JAKARTA, sustainlifetoday.com – Perdagangan karbon menjadi salah satu upaya pemerintah untuk mengurangi emisi karbon. Namun, perdagangan karbon di Indonesia masih terhambat oleh terbatasnya supply dan demand, sehingga belum berkembang menjadi pasar dengan volume transaksi besar atau likuid.
“Ya kan pertanyaannya adalah kenapa bursa karbon di Indonesia enggak likuid? Ya karena dua, supply-nya juga terbatas, demand-nya enggak ada. Kalau melihat yang beli bursa karbon siapa? Itu kan cuma BUMN-BUMN itu kan, kan enggak beli. BUMN itu nanti prosesnya ke depan ada lagi enggak? Ada, tapi limited,” kata Direktur Kepatuhan BRI, Achmad Solichin Lutfiyanto di Jakarta, Kamis (12/9).
Solichin menjelaskan, sebagian besar transaksi di bursa karbon dilakukan oleh sektor perbankan. Meskipun demikian, emisi yang dihasilkan oleh sektor perbankan tidak cukup besar dan dapat dikurangi melalui penerapan Environmental, Social, dan Governance (ESG) di kantornya.
“Siapa yang beli? Banyakan bank. Berapa sih emisi yang dikerjakan, yang dihasilkan oleh bank dari kantornya? Emisi itu kan juga bisa ditekan dari aktivitas bank itu sendiri gitu,” jelasnya.
Solichin berpendapat bahwa untuk menarik lebih banyak pasar, perlu melibatkan perusahaan dengan emisi karbon tinggi. Menurutnya, sejauh ini perusahaan-perusahaan tersebut belum berpartisipasi dalam transaksi di bursa karbon. Masalah ini dapat diatasi melalui edukasi dan ajakan pihak berwenang.
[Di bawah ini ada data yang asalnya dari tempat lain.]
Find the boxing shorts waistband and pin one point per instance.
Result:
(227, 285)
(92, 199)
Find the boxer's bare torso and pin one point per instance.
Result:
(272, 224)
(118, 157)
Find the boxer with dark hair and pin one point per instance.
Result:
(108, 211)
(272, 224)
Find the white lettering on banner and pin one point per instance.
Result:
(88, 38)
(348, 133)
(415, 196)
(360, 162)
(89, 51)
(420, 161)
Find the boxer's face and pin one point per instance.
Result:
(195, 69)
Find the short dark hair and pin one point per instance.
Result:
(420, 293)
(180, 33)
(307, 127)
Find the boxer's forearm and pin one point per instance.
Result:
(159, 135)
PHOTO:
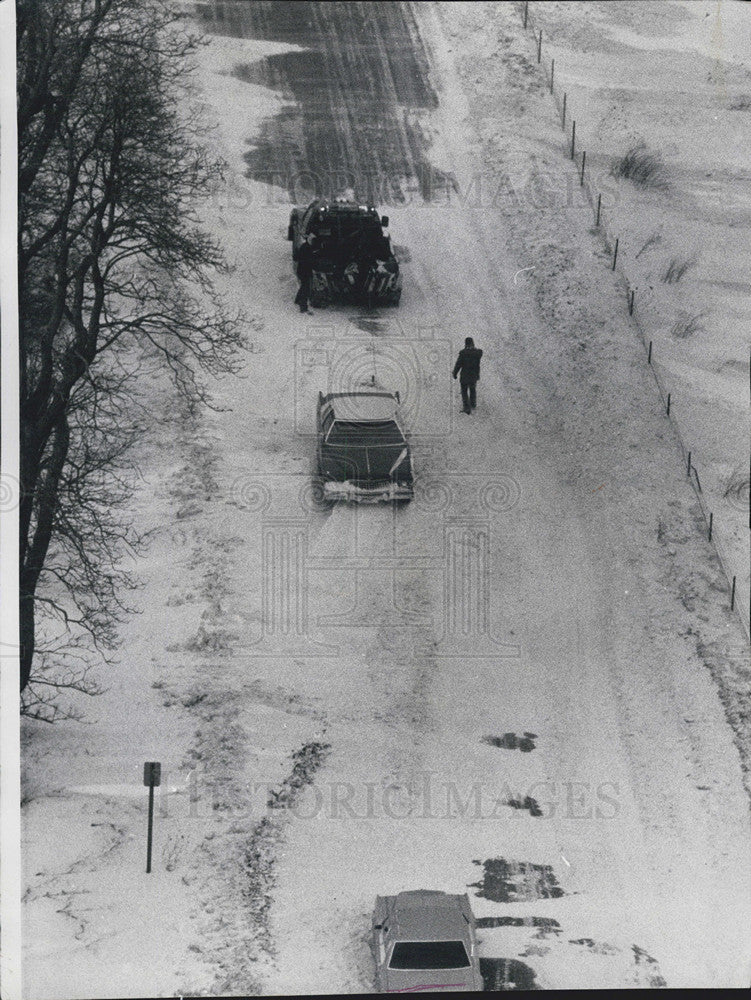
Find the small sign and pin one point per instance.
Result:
(152, 773)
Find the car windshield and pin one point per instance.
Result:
(350, 432)
(429, 955)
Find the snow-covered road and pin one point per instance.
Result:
(507, 671)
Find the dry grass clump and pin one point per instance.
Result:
(687, 325)
(677, 268)
(641, 167)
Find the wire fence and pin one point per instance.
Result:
(738, 596)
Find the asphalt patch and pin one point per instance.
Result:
(513, 881)
(356, 93)
(547, 922)
(510, 741)
(526, 803)
(374, 326)
(507, 974)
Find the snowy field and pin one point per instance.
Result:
(580, 765)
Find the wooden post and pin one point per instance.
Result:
(152, 776)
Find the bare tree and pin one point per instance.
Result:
(113, 268)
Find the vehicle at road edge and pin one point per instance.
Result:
(362, 452)
(425, 940)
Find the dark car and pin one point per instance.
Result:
(425, 940)
(352, 256)
(363, 453)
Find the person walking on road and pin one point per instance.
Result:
(304, 272)
(468, 363)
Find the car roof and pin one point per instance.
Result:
(345, 207)
(362, 407)
(427, 915)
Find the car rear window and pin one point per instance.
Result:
(429, 955)
(384, 432)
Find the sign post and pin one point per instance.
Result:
(152, 777)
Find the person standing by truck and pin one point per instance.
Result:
(304, 272)
(468, 363)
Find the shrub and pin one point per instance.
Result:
(641, 167)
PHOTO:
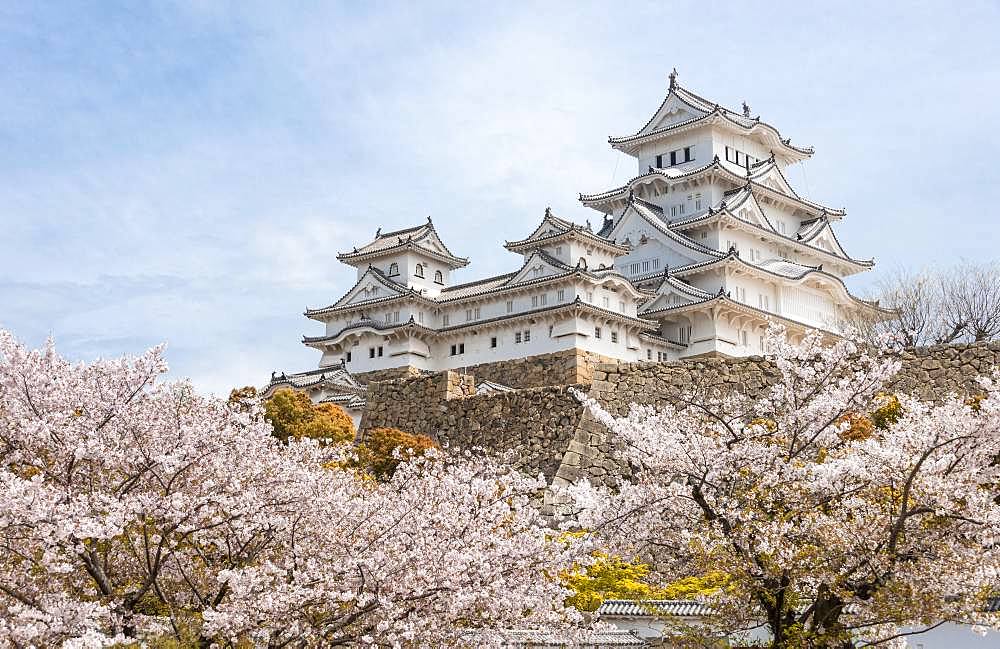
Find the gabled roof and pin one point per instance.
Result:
(374, 275)
(729, 209)
(612, 198)
(646, 212)
(783, 268)
(553, 229)
(422, 238)
(335, 379)
(669, 286)
(703, 111)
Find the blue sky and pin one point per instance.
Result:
(186, 172)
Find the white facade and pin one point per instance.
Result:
(696, 255)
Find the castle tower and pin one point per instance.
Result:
(720, 235)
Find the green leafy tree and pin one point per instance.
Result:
(609, 577)
(377, 452)
(293, 415)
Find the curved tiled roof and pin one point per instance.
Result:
(382, 278)
(388, 242)
(717, 166)
(815, 227)
(653, 219)
(653, 608)
(711, 111)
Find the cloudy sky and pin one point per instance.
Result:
(186, 172)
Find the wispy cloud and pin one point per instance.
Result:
(188, 171)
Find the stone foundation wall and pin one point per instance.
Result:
(553, 434)
(558, 368)
(927, 372)
(535, 424)
(390, 374)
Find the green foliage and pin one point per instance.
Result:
(608, 578)
(293, 415)
(375, 453)
(697, 585)
(888, 412)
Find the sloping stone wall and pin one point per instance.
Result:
(535, 424)
(558, 368)
(552, 433)
(928, 373)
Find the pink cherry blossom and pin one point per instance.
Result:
(132, 508)
(822, 531)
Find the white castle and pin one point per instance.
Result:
(695, 256)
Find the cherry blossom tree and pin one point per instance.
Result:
(837, 514)
(132, 509)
“Kita buka pasar karbon dibuat siapa? Siapa demand? Siapa supply? Itu karena nggak clear pasarnya, nggak likuid. Pasarnya ya sudah biarkan seperti sekarang. Menambah supply, itu memang model bisnisnya butuh menghasilkan karbon besar kan harus. Nah, itu yang harus diedukasi supaya dia beli. Bukan, bank, ya kalau bank disuruh beli, ya beli aja gitu,” kata Solichin.